Category Archives: Teaching

OPOSSEM

Back in 2007 (or was it 2008?), I joined a group working to develop an online portal or community for folks teaching research methods. At the two APSA TLC meetings I attended, the folks in the teaching research methods track always wanted a place to post information and questions about teaching methods. Then, in 2007, Phil Schrodt, Jan Box-Steffensmeier, and Dean Lacy gave a workshop at the TLC about their efforts to develop a wiki-based, open-source textbook. It seemed logical to combine the textbook idea with the type of online community the APSA TLC attendees wanted. Bill Anderson and I were invited to join Phil and Jan’s efforts to get funding, and we picked up Bill Jacoby along the way, too. A few meetings and many, many emails later, we have funding and the beginning of a site, with the help of folks at ICPSR. I have been busy corresponding with the site developer at ICPSR to build the site and with the other members of project to put together our first workshops to get the project moving.
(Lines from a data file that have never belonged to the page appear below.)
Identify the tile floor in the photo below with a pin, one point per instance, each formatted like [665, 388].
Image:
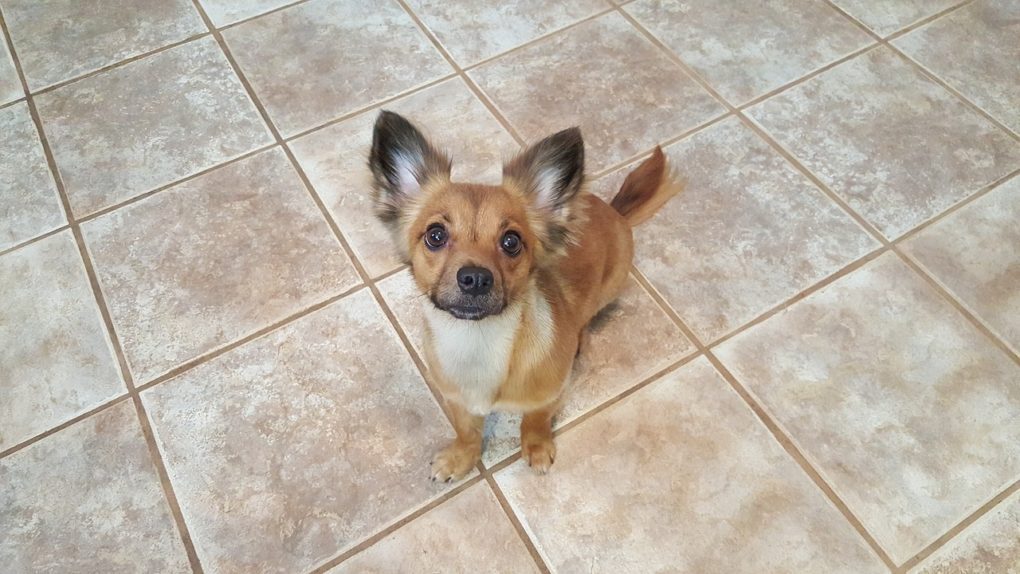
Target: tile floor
[209, 358]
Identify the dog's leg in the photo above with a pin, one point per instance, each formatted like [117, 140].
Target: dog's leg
[457, 459]
[537, 437]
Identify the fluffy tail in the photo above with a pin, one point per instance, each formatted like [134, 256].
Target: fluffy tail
[646, 190]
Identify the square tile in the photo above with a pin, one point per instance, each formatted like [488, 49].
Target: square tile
[31, 204]
[680, 476]
[134, 128]
[748, 232]
[10, 85]
[885, 17]
[58, 40]
[336, 160]
[746, 49]
[896, 146]
[903, 406]
[291, 449]
[213, 259]
[975, 49]
[446, 539]
[223, 12]
[631, 341]
[472, 31]
[606, 77]
[974, 254]
[324, 58]
[88, 499]
[55, 358]
[991, 544]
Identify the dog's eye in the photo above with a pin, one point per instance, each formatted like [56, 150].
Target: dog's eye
[511, 244]
[436, 237]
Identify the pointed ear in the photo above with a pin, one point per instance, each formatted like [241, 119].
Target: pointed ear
[551, 175]
[552, 171]
[402, 161]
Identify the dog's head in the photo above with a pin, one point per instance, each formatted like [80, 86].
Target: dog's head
[473, 249]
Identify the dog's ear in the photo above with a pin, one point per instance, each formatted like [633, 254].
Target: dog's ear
[551, 174]
[402, 161]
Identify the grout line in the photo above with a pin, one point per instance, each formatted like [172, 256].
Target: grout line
[104, 312]
[31, 241]
[540, 562]
[69, 422]
[478, 93]
[116, 64]
[961, 526]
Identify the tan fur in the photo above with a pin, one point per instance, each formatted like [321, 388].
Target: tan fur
[519, 360]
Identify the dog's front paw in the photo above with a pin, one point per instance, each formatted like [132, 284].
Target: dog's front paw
[454, 462]
[540, 454]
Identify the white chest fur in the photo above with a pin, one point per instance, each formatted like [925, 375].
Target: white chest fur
[474, 356]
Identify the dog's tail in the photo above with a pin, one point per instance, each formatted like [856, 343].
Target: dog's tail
[646, 190]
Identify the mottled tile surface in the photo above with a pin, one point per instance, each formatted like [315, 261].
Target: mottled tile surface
[990, 545]
[975, 253]
[975, 49]
[148, 123]
[55, 359]
[886, 16]
[905, 408]
[223, 12]
[748, 231]
[324, 58]
[10, 85]
[606, 77]
[30, 203]
[472, 31]
[336, 160]
[629, 342]
[88, 499]
[681, 477]
[896, 146]
[58, 40]
[448, 539]
[295, 447]
[746, 49]
[212, 260]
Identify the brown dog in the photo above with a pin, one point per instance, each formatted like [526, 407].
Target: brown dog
[514, 273]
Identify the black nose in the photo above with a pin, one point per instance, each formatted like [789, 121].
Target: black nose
[474, 280]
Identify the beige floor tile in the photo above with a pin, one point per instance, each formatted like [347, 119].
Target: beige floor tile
[148, 123]
[88, 499]
[291, 449]
[896, 146]
[55, 359]
[324, 58]
[632, 341]
[604, 76]
[223, 12]
[10, 85]
[990, 545]
[472, 32]
[746, 49]
[975, 253]
[63, 39]
[213, 259]
[680, 477]
[975, 49]
[906, 409]
[31, 205]
[335, 159]
[448, 539]
[747, 233]
[885, 16]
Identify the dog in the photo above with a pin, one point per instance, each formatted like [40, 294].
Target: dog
[513, 273]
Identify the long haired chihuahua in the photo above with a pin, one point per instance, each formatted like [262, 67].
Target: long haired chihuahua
[513, 272]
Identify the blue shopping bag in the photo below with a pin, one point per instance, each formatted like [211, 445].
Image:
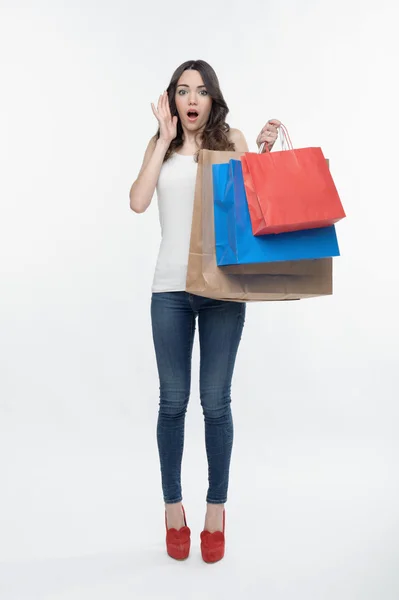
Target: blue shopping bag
[235, 242]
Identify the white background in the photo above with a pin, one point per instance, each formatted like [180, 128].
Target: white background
[313, 499]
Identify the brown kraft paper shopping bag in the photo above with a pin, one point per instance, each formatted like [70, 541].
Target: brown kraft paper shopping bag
[290, 280]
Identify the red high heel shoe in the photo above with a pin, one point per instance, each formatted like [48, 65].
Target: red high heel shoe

Here’s the Call for Participants.

Using Mythbusters to teach intro stats concepts

Brian and I have watched a handful of Mythbusters lately that have used some basic statistics to either set up the test of the myth or to test the myth. I’m wondering if anyone’s ever used some of the clips in an undergraduate methods class. It seems there are lots of episodes that could but used to illustrate different types of experimental designs. But, there are also some that use statistics based on the data they collect. For instance, in this episode (see Vector Vengeance), they calculate the standard deviation across multiple cannons to determine which is the most consistent way to launch a ball. In this other episode, they are testing whether men or women, redheads or non-redheads, and cursing or not cursing explain differences in people’s ability to handle pain. They calculate means across the different groups, but stop short of a difference of means test. It seems you could (re)create the individual data to match up with their means and then do small sample difference of means tests in class.

For now, I’m making a list of episodes and saving them in my teaching undergrad stats folder in the event that I am called upon to teach that course. I also have a running list of episodes from The Big Bang Theory, including the opening scene of “The Friendship Algorithm,” when Kripke comes by and makes fun of Leonard’s experiment with 20K observations and not a single statistically significant result. Bazinga!